Another streamer called Brandon Ewing, who goes by the username Atrioc, switched website tabs during a live stream and viewers saw a URL which led to a page containing other prominent streamers deep faked into adult content.
Atrioc later apologised on his stream and tweeted to say he was looking into paying for the women’s legal costs to get the deepfake’s taken down.
But for Sweet Anita she was only just coming to terms with what she had seen – and how it could have consequences for the rest of her life.
"There isn't any moving on from it. This is just out there forever now. This is just an extra aspect that I will have to deal with, and there's no taking it back.
"If I in 20 years time try to get a job doing something important to me and somebody finds a porn video of me and they have no context, they're more likely to fire me or not hire me, than ask me to explain myself."
Deepfake porn is the practice of using an image of a person's face and digitally manipulating it on to real life adult content.
The results are terrifyingly realistic.
Sweet Anita added "since this is so indistinguishable from reality it has all the same consequences as revenge porn".
The streamer, who often opens up about her Tourettes syndrome on her stream, said the incident has "heightened all of the security issues [she] was already facing".

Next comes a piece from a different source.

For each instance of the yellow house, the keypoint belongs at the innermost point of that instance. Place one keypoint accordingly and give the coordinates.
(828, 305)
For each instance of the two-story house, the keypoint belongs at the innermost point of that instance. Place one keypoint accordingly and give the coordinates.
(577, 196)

"When people think you're a sex worker, people think it's okay to touch you. They think they're entitled to hurt you.
"You deal with the stigma of the world and being devalued by it. You lose all the protection of society. And so now I will be living those consequences for a choice I never made."
A study by Sensity AI found that in 2018 96% of deepfakes on the internet were pornographic.
But Henry Ajder, a deepfake and generative artificial intelligence expert, says that the problem has got "significantly worse".
Expert Henry Ajder explains how deepfakes have evolved
"The space has exploded in terms of the amount of content being created and the ease of which individuals can create that content."
Henry added that deepfakes to the point of "we can't believe what we see anymore" is "a little way off" but ultimately it is coming.
Distributing deepfake pornography without someone's consent is currently a criminal offence in Scotland but not in England or Wales.
New regulation should be included in the upcoming Online Safety Bill but Professor Clare McGlynn, who specialises in the legal regulation of pornography, sexual violence and online abuse says that might not be enough.
“Many people don't know who has created or distributed the deepfake porn of them, so the criminal law is not something they would be able to use”.
Professor McGlynn argues that is why new laws need to put pressure on online platforms to take “this form of abuse seriously, because that's how we'd actually reduce the prevalence”.
But Sweet Anita doesn't think changing the law will make much of a difference to the way women are being treated online.
"Frankly you can change the law, but the law won't change anything until the culture does."